In 2018, using genetic and health survey data from 23andMe participants, Fejzo, MacGibbon, and colleagues were the first to show a link between hyperemesis and a hormone called GDF15. GDF15 levels were already known to increase in the first two trimesters of pregnancy and to be a driver of cachexia, a wasting syndrome often seen in cancer patients.
Around the same time, studies showed that GDF15 binds to cells in the brain stem, a structure responsible for basic functions like breathing and consciousness as well as vomiting, which reinforced its likely role in HG. But Fejzo was still perplexed as to why some people have HG in one pregnancy and not another.
What causes HG?
In the recent study, Fejzo and colleagues discovered that the majority of the GDF15 hormone comes from the baby, not the mother, and the amount produced can change from one pregnancy to the next, depending on the genetics of the baby, which is why mothers don’t always experience HG with all pregnancies. In addition, a mother’s level of nausea and vomiting during pregnancy is determined by her sensitivity to GDF15.

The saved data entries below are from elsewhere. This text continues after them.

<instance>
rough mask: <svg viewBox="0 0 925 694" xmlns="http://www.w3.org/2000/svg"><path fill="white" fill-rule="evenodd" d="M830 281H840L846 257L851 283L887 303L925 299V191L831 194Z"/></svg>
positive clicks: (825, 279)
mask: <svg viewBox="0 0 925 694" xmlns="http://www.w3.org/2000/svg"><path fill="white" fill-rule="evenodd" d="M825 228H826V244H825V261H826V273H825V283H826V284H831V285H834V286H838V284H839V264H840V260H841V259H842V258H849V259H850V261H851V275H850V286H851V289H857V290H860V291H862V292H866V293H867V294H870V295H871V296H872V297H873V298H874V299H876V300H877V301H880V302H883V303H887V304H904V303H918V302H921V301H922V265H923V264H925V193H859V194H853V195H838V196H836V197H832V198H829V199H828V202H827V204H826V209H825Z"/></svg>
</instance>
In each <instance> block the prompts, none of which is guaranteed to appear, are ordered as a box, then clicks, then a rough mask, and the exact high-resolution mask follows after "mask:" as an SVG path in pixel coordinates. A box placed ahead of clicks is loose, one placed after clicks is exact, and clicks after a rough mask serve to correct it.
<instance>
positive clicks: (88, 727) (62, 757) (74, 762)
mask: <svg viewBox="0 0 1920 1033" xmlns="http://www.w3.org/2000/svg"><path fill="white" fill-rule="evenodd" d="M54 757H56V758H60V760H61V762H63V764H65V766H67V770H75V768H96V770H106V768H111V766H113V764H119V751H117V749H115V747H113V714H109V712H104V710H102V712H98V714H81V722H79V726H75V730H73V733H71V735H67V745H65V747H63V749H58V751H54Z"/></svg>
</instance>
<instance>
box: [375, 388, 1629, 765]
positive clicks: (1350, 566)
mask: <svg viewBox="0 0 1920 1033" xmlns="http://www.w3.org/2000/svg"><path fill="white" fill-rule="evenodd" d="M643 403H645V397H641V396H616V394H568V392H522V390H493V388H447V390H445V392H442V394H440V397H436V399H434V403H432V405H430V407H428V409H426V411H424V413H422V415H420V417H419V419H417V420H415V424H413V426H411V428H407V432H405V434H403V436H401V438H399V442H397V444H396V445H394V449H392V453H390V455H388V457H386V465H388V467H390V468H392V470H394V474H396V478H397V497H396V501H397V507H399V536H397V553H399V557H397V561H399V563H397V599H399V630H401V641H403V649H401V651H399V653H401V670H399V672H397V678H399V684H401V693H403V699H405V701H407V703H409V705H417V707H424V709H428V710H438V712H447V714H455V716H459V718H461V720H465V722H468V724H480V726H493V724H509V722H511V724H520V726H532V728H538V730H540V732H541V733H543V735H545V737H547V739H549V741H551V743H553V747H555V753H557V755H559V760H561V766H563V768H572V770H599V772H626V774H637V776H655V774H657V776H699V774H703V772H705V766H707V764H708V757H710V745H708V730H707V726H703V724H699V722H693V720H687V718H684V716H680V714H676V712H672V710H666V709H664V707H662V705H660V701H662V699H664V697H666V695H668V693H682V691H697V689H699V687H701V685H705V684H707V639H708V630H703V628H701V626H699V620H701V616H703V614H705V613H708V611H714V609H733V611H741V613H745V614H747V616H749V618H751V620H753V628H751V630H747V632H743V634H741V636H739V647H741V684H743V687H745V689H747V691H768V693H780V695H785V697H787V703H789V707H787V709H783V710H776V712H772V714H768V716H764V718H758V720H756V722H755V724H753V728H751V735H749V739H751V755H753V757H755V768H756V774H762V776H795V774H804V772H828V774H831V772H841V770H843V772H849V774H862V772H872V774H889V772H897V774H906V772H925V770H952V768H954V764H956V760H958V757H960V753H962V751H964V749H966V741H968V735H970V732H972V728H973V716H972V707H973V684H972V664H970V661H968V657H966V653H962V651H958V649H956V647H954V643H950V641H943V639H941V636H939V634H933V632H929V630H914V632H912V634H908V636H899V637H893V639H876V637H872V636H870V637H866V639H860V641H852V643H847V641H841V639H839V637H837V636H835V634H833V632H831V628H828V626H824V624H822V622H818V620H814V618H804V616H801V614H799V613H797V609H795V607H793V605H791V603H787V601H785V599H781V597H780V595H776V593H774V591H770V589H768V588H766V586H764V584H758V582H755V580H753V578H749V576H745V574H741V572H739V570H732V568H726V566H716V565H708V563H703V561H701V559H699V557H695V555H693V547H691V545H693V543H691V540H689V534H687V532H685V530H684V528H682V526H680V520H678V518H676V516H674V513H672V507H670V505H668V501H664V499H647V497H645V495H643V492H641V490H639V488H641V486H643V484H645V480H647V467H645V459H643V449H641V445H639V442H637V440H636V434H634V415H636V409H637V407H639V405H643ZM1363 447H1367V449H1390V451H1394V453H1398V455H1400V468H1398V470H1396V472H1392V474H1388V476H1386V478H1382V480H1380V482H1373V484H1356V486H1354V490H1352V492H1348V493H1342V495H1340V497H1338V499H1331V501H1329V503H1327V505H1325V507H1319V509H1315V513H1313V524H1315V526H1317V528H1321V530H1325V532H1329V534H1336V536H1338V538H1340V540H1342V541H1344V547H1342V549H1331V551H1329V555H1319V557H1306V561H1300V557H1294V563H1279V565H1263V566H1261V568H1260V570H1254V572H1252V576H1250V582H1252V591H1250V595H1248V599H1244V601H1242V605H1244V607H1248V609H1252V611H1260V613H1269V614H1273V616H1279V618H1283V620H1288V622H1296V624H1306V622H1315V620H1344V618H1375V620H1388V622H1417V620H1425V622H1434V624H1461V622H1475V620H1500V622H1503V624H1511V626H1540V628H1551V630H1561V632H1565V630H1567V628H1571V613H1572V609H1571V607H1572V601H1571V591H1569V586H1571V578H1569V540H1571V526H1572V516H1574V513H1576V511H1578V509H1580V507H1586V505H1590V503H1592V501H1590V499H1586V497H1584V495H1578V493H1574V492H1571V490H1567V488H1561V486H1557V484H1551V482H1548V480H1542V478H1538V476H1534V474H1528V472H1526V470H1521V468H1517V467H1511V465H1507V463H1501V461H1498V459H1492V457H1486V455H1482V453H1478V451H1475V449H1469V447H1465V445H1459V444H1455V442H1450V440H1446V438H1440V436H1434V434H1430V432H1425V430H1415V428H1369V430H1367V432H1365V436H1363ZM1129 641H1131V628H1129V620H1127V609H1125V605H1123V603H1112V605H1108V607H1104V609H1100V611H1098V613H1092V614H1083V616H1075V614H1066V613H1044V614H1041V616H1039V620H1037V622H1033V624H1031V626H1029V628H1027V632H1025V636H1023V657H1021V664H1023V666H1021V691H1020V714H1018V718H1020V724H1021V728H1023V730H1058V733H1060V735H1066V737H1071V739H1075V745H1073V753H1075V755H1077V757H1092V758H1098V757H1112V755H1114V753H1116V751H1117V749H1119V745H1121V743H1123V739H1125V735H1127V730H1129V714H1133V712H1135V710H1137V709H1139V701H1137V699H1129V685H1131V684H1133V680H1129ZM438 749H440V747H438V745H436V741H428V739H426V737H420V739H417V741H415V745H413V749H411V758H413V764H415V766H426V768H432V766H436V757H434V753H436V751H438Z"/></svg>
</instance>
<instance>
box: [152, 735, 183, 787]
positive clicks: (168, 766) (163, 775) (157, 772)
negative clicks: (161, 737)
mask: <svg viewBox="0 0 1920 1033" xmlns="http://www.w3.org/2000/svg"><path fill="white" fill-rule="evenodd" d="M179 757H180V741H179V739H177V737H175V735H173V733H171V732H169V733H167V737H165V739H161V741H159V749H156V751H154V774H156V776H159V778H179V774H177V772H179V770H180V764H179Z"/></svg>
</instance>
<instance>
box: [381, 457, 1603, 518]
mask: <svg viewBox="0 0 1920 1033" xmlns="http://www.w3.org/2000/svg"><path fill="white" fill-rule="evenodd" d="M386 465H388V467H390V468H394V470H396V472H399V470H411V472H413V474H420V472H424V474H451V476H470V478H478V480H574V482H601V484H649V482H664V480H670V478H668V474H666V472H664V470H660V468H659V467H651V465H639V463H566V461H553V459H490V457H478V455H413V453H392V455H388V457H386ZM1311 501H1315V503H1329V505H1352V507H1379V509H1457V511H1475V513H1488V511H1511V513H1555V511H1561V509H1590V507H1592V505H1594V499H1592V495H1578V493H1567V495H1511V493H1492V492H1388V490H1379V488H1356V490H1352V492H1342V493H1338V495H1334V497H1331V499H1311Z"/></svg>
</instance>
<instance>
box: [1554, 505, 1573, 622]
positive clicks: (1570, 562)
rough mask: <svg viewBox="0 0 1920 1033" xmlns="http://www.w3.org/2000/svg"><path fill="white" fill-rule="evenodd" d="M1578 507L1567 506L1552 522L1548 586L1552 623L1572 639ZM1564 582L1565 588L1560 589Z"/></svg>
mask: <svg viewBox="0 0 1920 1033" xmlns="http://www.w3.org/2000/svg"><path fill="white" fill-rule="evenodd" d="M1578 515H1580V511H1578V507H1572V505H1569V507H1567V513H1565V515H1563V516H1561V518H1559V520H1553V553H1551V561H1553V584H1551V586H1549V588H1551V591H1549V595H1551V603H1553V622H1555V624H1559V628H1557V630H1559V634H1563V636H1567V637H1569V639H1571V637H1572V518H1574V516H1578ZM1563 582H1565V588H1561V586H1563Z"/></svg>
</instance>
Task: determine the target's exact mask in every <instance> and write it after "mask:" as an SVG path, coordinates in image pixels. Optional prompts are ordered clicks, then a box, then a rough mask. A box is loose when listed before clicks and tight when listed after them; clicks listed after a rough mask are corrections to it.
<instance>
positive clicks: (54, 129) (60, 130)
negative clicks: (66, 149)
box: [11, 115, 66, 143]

The researchers found that women who produce below average amounts of GDF15 before becoming pregnant are at higher risk for developing HG because they are hypersensitive to the typical rise of the GDF15 protein in early pregnancy. By comparison, women who produce high levels of GDF15 before becoming pregnant report very little nausea or vomiting.
To test the hypothesis that sensitivity to GDF15 influences risk of HG, researchers exposed mice to either a small dose of GDF15 followed by a high dose of GDF15—comparable to levels in women with HG—or to only a single high dose of GDF15. Mice given only one high dose began eating less and lost weight; by contrast, the mice given a small dose of GDF15 first, and thereby desensitized, were not impacted when given the larger dose.
Promising drugs in the pipeline
Brecht-Doscher believes these findings will soon lead to treatments. But, she says, there is still valid concern about giving drugs to pregnant women. “There's a lot of history there, with other medications that were used specifically for nausea and pregnancy that did cause harm.” One of those was thalidomide which, in the early 1960s, was found to cause severe limb deformities in the children of mothers who took it to relieve nausea during pregnancy.
But Fejzo and others are optimistic because drugs that appear promising are already being tested, albeit for other conditions. Fejzo is hoping to evaluate drugs that increase GDF15 levels prior to pregnancy, preventing HG, as well as drugs that decrease GDF15 during pregnancy, further staving off or mitigating symptoms.
Fejzo is currently applying for a grant to test the diabetes drug metformin, which increases levels of GDF15 in the blood and is already used to increase fertility in patients with polycystic ovary syndrome (PCOS) and in some cases of gestational diabetes. There are also GDF15 blocking drugs in clinical trials for cancer patients with cachexia. Fejzo hopes that, once those drugs are shown to be safe in those trials as well as in pregnant animal models, they can be tested in pregnant women as well. On January 9, San Francisco biotech company NGM Bio announced that they are talking with the FDA about beginning clinical trials in HG patients with their GDF15-blocking drug, NGM120. Fejzo will serve as an advisor to NGM Bio in the process.